TL;DR: Zhang et al. as mentioned in this paper use an intermediate latent space between the two modalities to match a given face sketch image against a face photo database, and employ a bidirectional (photo -> sketch and sketch -> photo) collaborative synthesis network.
TL;DR: Experiments conducted on HFB (VIS-NIR), Biosecure (Low-High or Webcam-Digitalcam) face databases validate the robustness and superiority over other methods inspired from Probabilistic Linear Discriminant Analysis.
TL;DR: This paper presents a method for extracting distinctive invariant features from images that can be used to perform reliable matching between different views of an object or scene and can robustly identify objects among clutter and occlusion while achieving near real-time performance.
TL;DR: A generalized gray-scale and rotation invariant operator presentation that allows for detecting the "uniform" patterns for any quantization of the angular space and for any spatial resolution and presents a method for combining multiple operators for multiresolution analysis.
TL;DR: It is observed that the ranking of the descriptors is mostly independent of the interest region detector and that the SIFT-based descriptors perform best and Moments and steerable filters show the best performance among the low dimensional descriptors.
TL;DR: This paper presents a novel and efficient facial image representation based on local binary pattern (LBP) texture features that is assessed in the face recognition problem under different challenges.
Q1. What contributions have the authors mentioned in the paper "Matching forensic sketches to mug shot photos" ?
The problem of matching a forensic sketch to a gallery of mug shot images is addressed in this paper.

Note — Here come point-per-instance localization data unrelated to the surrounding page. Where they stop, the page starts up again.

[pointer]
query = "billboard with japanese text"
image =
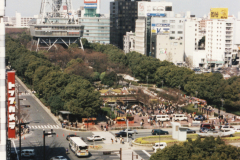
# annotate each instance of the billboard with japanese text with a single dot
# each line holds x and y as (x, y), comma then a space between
(160, 28)
(11, 104)
(90, 1)
(219, 13)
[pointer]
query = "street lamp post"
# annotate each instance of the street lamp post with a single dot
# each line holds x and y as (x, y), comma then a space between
(147, 81)
(46, 134)
(19, 123)
(222, 113)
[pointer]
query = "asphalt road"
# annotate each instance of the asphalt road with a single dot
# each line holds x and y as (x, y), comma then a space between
(40, 120)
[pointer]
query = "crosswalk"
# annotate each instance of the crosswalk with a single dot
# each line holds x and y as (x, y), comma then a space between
(144, 154)
(24, 94)
(44, 127)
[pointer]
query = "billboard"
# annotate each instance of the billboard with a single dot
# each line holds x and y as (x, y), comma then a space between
(219, 13)
(160, 28)
(11, 103)
(90, 1)
(154, 8)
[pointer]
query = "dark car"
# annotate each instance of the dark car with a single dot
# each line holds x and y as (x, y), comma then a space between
(159, 132)
(123, 134)
(190, 131)
(72, 135)
(203, 130)
(199, 118)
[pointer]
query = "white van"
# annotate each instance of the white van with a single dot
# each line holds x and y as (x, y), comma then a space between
(160, 145)
(78, 146)
(162, 118)
(28, 153)
(180, 117)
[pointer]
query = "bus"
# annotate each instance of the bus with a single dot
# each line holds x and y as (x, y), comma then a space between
(78, 146)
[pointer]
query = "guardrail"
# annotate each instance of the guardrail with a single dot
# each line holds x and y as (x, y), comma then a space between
(75, 129)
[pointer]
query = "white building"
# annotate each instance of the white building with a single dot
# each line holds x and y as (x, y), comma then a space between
(129, 42)
(96, 29)
(141, 38)
(221, 36)
(18, 21)
(169, 49)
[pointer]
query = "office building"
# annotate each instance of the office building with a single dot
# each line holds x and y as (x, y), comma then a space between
(129, 42)
(96, 25)
(123, 14)
(18, 21)
(3, 109)
(96, 29)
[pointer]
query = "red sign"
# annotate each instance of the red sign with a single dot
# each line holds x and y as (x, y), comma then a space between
(90, 1)
(11, 104)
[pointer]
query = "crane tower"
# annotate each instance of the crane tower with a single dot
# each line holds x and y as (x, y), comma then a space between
(57, 23)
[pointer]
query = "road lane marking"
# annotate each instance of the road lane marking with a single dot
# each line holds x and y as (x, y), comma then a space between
(146, 153)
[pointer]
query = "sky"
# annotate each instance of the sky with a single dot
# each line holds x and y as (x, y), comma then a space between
(196, 7)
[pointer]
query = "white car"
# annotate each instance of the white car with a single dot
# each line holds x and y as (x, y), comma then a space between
(130, 131)
(58, 158)
(160, 145)
(95, 138)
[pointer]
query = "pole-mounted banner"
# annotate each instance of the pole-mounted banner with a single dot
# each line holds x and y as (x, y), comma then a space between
(11, 104)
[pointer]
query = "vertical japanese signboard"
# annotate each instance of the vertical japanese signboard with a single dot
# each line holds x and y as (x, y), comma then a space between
(219, 13)
(11, 104)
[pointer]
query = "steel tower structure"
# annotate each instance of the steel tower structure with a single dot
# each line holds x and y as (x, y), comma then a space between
(56, 24)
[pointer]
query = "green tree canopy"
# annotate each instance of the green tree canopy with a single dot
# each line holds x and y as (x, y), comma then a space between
(209, 149)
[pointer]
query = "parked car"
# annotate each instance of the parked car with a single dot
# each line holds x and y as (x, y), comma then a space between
(130, 131)
(203, 130)
(160, 145)
(28, 153)
(159, 132)
(123, 134)
(180, 117)
(72, 135)
(95, 138)
(208, 126)
(190, 131)
(58, 158)
(227, 128)
(199, 118)
(162, 118)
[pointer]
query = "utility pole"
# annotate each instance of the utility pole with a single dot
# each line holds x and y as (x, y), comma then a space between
(46, 134)
(147, 81)
(19, 123)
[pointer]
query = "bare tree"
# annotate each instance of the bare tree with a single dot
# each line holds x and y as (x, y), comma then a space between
(189, 62)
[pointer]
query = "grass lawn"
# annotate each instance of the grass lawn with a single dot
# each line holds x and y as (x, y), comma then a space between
(190, 109)
(236, 112)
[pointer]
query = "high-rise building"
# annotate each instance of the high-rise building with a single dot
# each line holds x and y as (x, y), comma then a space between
(3, 110)
(96, 25)
(123, 14)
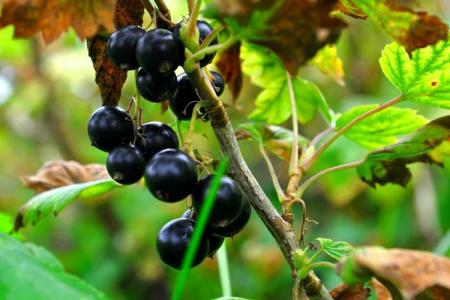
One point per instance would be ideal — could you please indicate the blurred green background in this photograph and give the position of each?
(46, 97)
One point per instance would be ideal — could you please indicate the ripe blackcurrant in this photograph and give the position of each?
(184, 98)
(171, 175)
(237, 225)
(228, 202)
(204, 29)
(125, 164)
(173, 240)
(121, 47)
(110, 126)
(218, 82)
(158, 52)
(156, 136)
(156, 88)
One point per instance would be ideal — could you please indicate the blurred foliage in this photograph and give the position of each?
(46, 97)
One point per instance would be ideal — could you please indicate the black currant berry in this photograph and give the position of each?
(158, 52)
(121, 47)
(228, 202)
(156, 88)
(218, 82)
(171, 175)
(173, 240)
(236, 226)
(110, 126)
(156, 136)
(184, 98)
(204, 29)
(215, 242)
(125, 164)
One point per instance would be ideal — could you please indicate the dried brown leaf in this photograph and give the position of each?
(229, 65)
(53, 17)
(353, 292)
(57, 173)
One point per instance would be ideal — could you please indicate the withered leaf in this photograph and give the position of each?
(108, 76)
(353, 292)
(295, 32)
(53, 17)
(229, 65)
(413, 29)
(429, 144)
(57, 173)
(406, 273)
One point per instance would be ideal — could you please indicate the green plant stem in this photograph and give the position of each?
(306, 165)
(224, 272)
(273, 174)
(189, 64)
(293, 164)
(316, 176)
(200, 226)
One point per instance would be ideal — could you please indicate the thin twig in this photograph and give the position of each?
(306, 165)
(273, 174)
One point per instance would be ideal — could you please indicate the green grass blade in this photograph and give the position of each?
(202, 219)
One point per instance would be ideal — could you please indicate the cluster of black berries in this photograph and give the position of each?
(159, 52)
(151, 150)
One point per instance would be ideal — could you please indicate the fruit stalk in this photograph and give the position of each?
(240, 172)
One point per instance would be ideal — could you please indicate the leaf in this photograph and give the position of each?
(335, 250)
(381, 129)
(53, 201)
(229, 65)
(294, 29)
(276, 139)
(329, 63)
(273, 104)
(57, 173)
(31, 272)
(390, 164)
(406, 273)
(422, 78)
(108, 76)
(410, 28)
(53, 17)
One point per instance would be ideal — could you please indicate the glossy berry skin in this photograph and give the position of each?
(228, 202)
(121, 47)
(204, 29)
(156, 88)
(184, 98)
(218, 83)
(156, 136)
(237, 225)
(173, 240)
(158, 52)
(171, 175)
(125, 164)
(110, 126)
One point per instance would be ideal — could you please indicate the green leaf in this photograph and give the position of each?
(272, 105)
(430, 144)
(424, 77)
(329, 63)
(53, 201)
(382, 128)
(31, 272)
(276, 139)
(335, 250)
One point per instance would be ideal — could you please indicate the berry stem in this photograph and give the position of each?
(307, 164)
(316, 176)
(273, 174)
(224, 272)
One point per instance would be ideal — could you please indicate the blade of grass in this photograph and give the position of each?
(202, 219)
(224, 272)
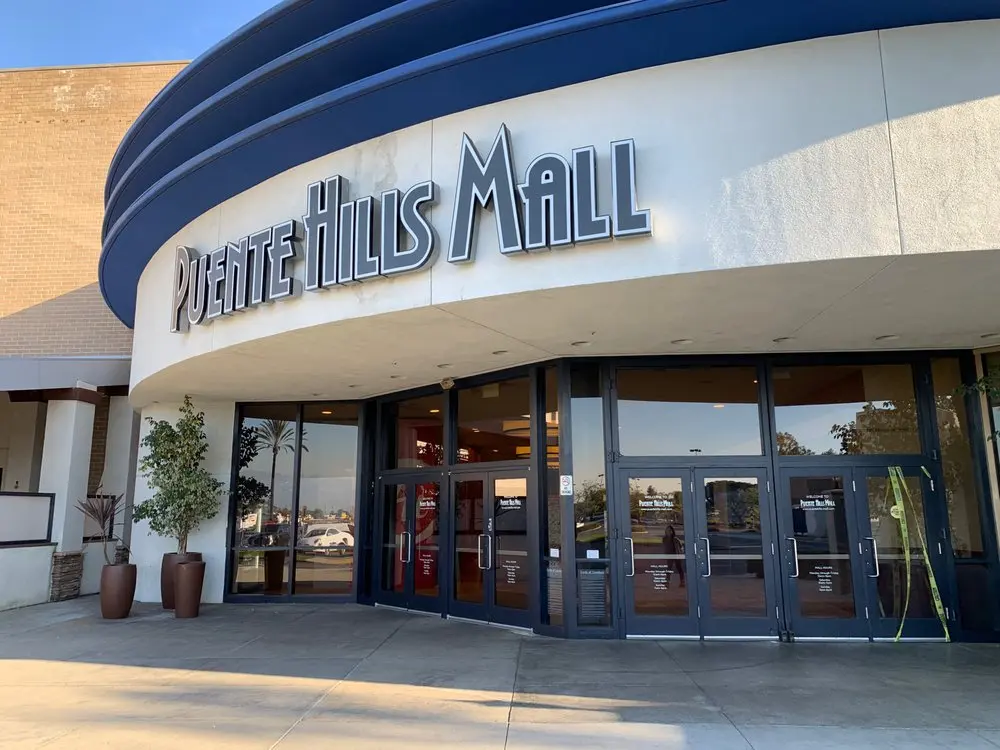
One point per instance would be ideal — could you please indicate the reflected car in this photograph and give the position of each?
(328, 540)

Forensic sketches differ from viewed sketches in that they are drawn by a police sketch artist using the description of the subject provided by an eyewitness. To identify forensic sketches, the authors present a framework called local feature-based discriminant analysis ( LFDA ). In LFDA, the authors individually represent both sketches and photos using SIFT feature descriptors and multiscale local binary patterns ( MLBP ). The authors were able to further improve the matching performance using race and gender information to reduce the target gallery size.
Q2. What is the proposed method for combining large feature size and small sample size?
In order to handle the combination of a large feature size and small sample size, an ensemble of linear discriminant classifiers called LFDA is proposed.
Q3. What other methods have been proposed to handle the SSS problem?
Other discriminant analysis methods have been proposed to handle the SSS problem, such as random sampling LDA [23], regularized LDA [24], and direct LDA [25].
Q4. Why are image descriptors not sufficiently verbose to describe a face?
Because most image descriptors are not sufficientlyverbose to fully describe a face image, the descriptors are computedover a set of uniformly distributed subregions of the face.
Q5. What is the main reason why the authors have not found a large number of forensic sketches?
the authors believe that with a larger number of forensic sketches, the authors could more properly train their discriminant and further improve the matching performance.
Q6. Why is the culprit being depicted in a forensic sketch considered a suspect?
This is because the culprit being depicted in a forensic sketch typically has committed a heinous crime (e.g., murder, rape, and armed robbery) that will receive a large amount of attention from investigators.
Q7. What is the approach to extract discriminant features?
A straightforward approach would be to apply classical subspace analysis (such as LDA) directly on , and to extract discriminant features for classification.
Q8. What are the key difficulties in matching forensic sketches?
The authors highlight two key difficulties in matching forensic sketches: 1) matching across image modalities and 2) performing face recognition despite possibly inaccurate depictions of the face.